Les politiques d’austérité, un leurre idéologique | Relations

Les politiques d’austérité ne sont ni une histoire récente, ni une histoire du passé. Mes quelques réflexions politiques dans la revue Relations.

Le terreau de l’espoir d’une vie meilleure

NB: ce texte a été publié originellement le 25 mai 2013 sur le site du Voir.

 

Depuis plusieurs jours, les quartiers défavorisés des principales villes de Suède sont le théâtre d’émeutes qui ne sont pas sans rappeler celles des banlieues de France en 2005. Des affrontements d’apparence motivés par des tensions entre communautés culturelles attisés par un incident malheureux – ici, l’assassinat par la police d’un citoyen de 69 ans, à Husby, une banlieue pauvre de Stockholm.

La libéralité notoire des politiques d’immigration de la Suède est aussitôt pointée du doigt: la difficulté d’intégrer un flot important d’immigrants à la société et créer, ce faisant, des frustrations de toutes natures – identitaires, notamment. De manière prévisible, certains contempteurs des politiques multiculturelles se sont insurgés sur les médias sociaux. Des esprits un peu plus critiques et nuancés y vont pourtant de la même association. Ainsi hier, sur sa page Facebook, le sociologue Mathieu Bock-Côté, se commet par le sibyllin, mais lourd de sens, commentaire: « Les symptômes de la crise du multiculturalisme européen se multiplient. » Ce à quoi je questionne: s’agit-il d’une crise du multiculturalisme ou de la crise économique? Sa réponse: « Fascinante cette réduction des problèmes sociaux et culturels à leur dimension économique que nous proposent généralement marxistes et libéraux, dans une étrange convergence explicative. »

Comme je ne me considère ni marxiste, ni libéral, je me permets de poursuivre. Blague à part, il s’agit là – peu importe, en fait, le commentaire de M. Bock-Côté, on ne fera pas une thèse à partir d’une phrase publiée sur Facebook – de l’argument mille fois entendu lors des émeutes de 2005 en France: les politiques d’immigration trop laxistes, appuyées sur l’idéologie multiculturelle, seraient la cause de troubles sociaux gravissimes.
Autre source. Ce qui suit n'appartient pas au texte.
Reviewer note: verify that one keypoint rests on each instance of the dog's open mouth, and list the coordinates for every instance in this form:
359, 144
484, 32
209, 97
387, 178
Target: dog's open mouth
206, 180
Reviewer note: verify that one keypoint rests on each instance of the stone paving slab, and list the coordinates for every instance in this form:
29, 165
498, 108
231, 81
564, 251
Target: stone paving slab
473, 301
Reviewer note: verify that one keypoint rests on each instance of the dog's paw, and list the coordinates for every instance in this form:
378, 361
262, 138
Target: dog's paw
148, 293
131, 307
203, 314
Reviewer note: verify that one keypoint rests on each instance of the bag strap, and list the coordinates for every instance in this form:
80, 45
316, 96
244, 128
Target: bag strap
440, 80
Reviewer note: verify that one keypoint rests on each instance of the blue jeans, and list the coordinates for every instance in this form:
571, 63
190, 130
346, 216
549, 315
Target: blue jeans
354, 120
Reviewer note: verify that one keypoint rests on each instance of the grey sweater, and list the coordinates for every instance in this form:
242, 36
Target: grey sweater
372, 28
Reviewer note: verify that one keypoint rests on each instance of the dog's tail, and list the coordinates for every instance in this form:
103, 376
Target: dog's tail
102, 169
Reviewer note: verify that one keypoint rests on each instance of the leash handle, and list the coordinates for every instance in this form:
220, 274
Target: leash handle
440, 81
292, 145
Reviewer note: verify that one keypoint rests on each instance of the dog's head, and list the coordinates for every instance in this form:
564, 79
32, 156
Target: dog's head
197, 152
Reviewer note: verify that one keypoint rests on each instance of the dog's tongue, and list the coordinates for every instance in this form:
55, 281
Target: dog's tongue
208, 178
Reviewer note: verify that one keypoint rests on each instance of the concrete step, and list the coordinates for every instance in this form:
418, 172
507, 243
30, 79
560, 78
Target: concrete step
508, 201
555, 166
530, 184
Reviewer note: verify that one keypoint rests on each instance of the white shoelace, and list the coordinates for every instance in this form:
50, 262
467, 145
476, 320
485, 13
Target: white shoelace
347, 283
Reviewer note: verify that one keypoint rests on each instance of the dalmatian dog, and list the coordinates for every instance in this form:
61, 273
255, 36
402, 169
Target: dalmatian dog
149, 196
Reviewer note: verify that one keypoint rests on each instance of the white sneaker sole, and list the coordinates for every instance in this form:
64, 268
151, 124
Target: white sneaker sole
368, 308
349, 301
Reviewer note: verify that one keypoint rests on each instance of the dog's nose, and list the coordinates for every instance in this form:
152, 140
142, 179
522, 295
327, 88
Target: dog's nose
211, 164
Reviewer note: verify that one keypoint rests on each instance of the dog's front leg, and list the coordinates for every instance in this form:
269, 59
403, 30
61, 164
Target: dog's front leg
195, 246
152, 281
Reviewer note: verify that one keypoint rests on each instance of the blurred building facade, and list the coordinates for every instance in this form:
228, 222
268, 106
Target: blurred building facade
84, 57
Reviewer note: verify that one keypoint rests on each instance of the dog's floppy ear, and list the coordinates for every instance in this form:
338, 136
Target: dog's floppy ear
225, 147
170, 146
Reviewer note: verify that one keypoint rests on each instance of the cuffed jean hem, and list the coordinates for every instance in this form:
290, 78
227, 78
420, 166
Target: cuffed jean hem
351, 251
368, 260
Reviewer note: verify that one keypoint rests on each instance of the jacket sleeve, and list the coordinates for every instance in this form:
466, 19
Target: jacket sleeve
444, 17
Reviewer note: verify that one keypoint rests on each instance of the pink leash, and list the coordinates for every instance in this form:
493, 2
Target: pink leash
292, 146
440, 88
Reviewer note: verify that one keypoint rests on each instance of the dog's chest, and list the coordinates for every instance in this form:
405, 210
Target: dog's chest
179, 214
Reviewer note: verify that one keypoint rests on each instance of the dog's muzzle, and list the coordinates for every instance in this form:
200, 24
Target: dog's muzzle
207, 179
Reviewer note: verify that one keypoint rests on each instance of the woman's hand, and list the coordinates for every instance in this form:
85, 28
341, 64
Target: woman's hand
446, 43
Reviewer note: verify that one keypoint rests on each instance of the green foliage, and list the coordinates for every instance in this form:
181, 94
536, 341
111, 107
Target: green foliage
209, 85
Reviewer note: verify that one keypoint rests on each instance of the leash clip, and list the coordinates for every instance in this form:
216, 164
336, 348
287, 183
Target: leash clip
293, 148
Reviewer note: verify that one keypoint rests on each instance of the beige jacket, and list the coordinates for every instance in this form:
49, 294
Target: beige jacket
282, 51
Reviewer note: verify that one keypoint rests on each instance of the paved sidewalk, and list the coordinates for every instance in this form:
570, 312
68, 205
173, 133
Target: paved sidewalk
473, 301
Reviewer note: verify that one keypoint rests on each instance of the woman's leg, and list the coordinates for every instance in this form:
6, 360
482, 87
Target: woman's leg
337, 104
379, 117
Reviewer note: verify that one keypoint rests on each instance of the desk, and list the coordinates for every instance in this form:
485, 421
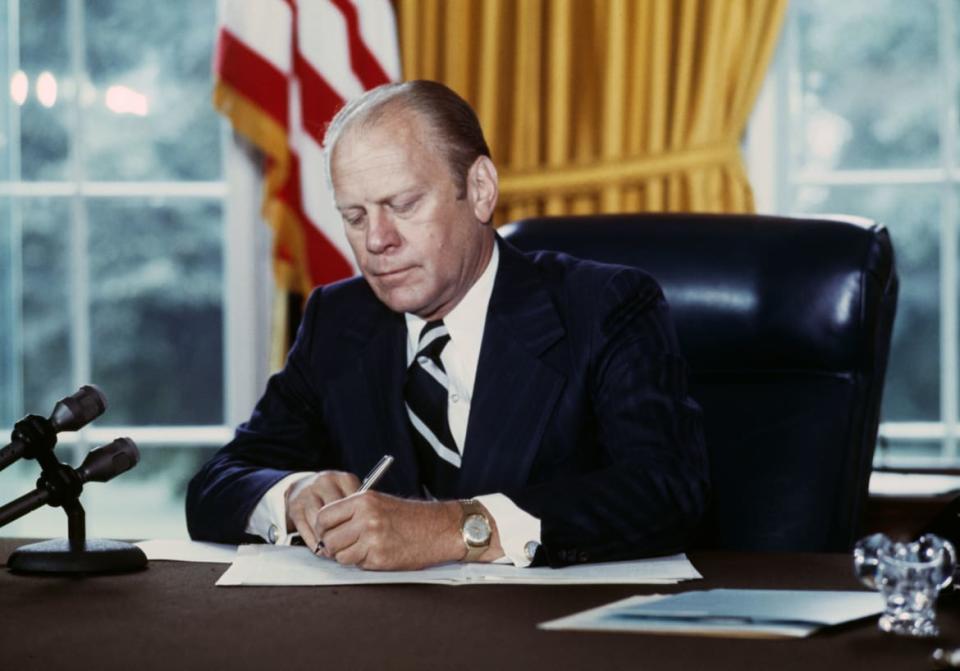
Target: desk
172, 617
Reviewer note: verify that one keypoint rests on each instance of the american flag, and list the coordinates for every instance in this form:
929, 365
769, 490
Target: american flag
283, 68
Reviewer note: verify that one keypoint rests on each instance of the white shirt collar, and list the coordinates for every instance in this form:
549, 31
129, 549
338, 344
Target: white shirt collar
465, 323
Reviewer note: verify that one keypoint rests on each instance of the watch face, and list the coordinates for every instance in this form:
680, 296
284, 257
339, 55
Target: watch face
476, 531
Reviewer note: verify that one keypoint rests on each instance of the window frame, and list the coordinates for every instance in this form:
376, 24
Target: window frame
247, 280
768, 155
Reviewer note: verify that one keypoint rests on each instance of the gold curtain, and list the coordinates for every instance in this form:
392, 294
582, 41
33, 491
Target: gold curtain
602, 105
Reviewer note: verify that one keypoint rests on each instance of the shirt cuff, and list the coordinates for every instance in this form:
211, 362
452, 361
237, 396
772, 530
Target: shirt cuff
519, 530
269, 519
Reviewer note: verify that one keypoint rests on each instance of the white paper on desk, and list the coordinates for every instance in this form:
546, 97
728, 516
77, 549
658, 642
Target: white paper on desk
727, 612
296, 565
655, 571
282, 565
912, 484
181, 550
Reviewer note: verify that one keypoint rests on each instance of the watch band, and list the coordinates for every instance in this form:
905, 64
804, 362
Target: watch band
476, 544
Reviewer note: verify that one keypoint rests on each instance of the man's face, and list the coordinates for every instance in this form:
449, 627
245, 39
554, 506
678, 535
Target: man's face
419, 246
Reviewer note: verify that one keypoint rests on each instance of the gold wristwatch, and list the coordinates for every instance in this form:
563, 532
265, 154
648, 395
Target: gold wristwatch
475, 529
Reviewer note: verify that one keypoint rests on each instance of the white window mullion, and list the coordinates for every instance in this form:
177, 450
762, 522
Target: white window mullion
948, 232
16, 218
79, 266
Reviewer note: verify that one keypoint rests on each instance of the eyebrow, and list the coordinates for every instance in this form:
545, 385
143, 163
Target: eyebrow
412, 191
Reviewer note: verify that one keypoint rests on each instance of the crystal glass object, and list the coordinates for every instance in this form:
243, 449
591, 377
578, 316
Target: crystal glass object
909, 576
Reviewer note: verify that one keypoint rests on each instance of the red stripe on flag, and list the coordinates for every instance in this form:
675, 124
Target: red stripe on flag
363, 63
318, 101
252, 76
325, 261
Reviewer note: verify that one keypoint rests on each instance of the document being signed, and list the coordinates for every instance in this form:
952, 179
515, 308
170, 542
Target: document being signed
285, 565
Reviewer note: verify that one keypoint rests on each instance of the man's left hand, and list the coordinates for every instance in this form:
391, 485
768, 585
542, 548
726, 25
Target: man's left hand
381, 532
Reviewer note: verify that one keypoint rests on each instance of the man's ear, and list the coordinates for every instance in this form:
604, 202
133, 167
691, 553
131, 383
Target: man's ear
483, 188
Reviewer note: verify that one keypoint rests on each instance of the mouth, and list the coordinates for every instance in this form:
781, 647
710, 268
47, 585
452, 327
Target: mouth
391, 275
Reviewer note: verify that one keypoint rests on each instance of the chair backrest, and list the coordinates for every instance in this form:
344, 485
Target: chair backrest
786, 325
Dans cette vue de l’esprit, l’équation est simple: une immigration trop massive délite le tissu social traditionnel, créant des tensions entre les citoyens « de souche » et les nouveaux arrivants. Les codes sociaux, les référents communs et le respect des institutions traditionnelles étant remis en question par les immigrés détruisent les liens sociaux existants.

Ce que cette critique omet, de prime abord, c’est ce qu’on entend au café du coin ou dans les sombres tribunes téléphoniques: ces étrangers nous volent nos jobs. Jamais, bien sûr, ces intellectuels traditionnalistes n’oseraient proférer une telle ânerie. Bien pire, ils rejettent d’emblée les explications économiques aux troubles sociaux vécus par la Suède présentement. « Réduire » ces problèmes à leur dimension économique serait beaucoup trop simple, n’est-ce pas? N’est-ce pas là une splendide contradiction?

Si la dimension économique n’épuise pas le répertoire des explications causales à ces mouvements de frustrations, elle n’en constitue pas moins le terreau qui en permet l’émergence. De toute l’histoire de l’humanité, les mouvements sociaux ne se sont jamais déployés sans, au minimum, les conditions préalables d’une situation matérielle défavorable à ceux qui les animaient.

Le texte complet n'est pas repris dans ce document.